About a month ago, I covered a blog post by Alan Beatts, proprietor of the Borderlands bookstore in San Francisco, in which he did some back-of-envelope calculations to determine that it could take over a decade for profits to pay down the cost of an Espresso. I just now received an email from Mr. Beatts calling my attention to a new blog post with some updated figures—his prior calculations had been based on out-of-date information.

Based on the new figures, Beatts now calculates that, at an average rate of 1 book an hour, the machine would pay itself off in just 4 years and 5 months—or at 3 books an hour, a year and a half. Which makes the Espresso look like a considerably better deal to independent bookstores—especially since stores with the device installed reportedly sell at an average rate that would work out to between 2.4 and 5 books an hour for Borderlands.
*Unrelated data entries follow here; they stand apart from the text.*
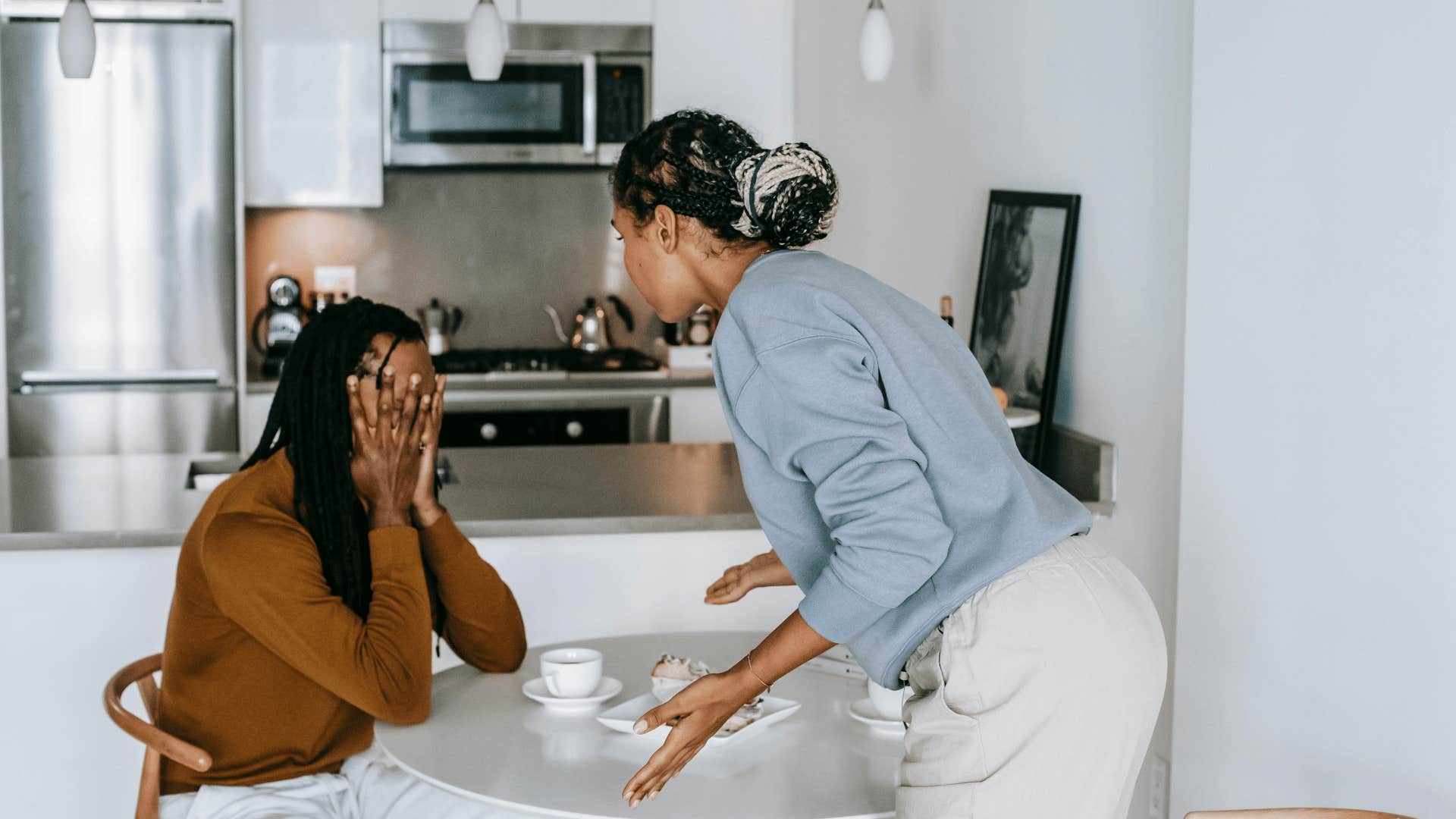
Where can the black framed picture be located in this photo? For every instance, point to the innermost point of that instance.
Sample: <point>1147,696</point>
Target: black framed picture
<point>1021,302</point>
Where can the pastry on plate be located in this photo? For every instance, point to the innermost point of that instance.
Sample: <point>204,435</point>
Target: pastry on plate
<point>673,673</point>
<point>743,717</point>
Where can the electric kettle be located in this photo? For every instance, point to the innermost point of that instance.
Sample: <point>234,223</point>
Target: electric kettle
<point>593,330</point>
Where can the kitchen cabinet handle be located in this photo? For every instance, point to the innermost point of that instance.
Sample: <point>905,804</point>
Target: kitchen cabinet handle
<point>91,378</point>
<point>588,104</point>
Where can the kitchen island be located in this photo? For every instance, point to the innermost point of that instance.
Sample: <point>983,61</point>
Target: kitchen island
<point>595,542</point>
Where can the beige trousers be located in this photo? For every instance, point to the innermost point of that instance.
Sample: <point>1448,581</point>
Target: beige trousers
<point>1037,697</point>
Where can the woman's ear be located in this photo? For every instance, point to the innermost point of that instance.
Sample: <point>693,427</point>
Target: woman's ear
<point>663,229</point>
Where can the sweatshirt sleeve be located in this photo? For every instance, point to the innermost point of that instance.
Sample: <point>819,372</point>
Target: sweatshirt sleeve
<point>479,620</point>
<point>265,576</point>
<point>814,406</point>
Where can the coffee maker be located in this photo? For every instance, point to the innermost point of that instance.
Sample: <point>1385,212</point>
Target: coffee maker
<point>280,321</point>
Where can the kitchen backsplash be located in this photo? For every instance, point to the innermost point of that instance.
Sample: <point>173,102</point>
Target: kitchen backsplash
<point>497,243</point>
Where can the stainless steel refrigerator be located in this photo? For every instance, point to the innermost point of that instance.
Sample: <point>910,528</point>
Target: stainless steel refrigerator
<point>120,241</point>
However, when Beatts dug further into the statistics he had gotten about the machine, he learned that a surprising majority of the machines’ income—as much as 90% in the first year—comes from titles that bookstore patrons self-publish, rather than public-domain or in-copyright works sold through On-Demand Books’s POD bookstore. That includes a suggested $150 markup fee that bookstores charge for preparing such titles for POD publishing.

The bad news is that 90% of the income from one of these machines comes from a process that is closer to running a copy-shop or a service bureau, not a bookstore.  It’s not a process that most of the booksellers I know are well suited to — moderately technical and involving potentially challenging customer service that is totally unlike bookselling (there’s a world of difference between helping someone find the right book and getting someone’s baby . . . I mean, their novel . . . to look right).

And without that self-publishing revenue stream, it would take even longer than Beatts’s first post anticipated for the machine to pay itself off. There just aren’t enough pre-published POD titles that people want to buy yet, since most of the major publishers are still holding out. If it were to become possible someday to request an instant physical copy of literally any book at your local indie bookstore—or, for that matter, your local library, gas station, mall food court, whatever—imagine how quickly these machines would pop up all over the place!

I think that’s what’s really keeping these machines from wider adoption, when you get right down to it: the same chicken-or-the-egg problem that kept e-readers down before Amazon wheedled publishers into signing on for the Kindle. Espresso print-on-demand hasn’t had its “Kindle moment” yet—and given how leery the aftereffects of the original “Kindle moment” have made publishers, who knows if that will ever end up happening?

2 COMMENTS

  1. So a guy does a back of an envelope calculation and we are sold a pup of a story … then he does his back of envelope story again and comes up with a new figure and a new story about income.

    I’ll pass on both pieces of utter claptrap thank you very much.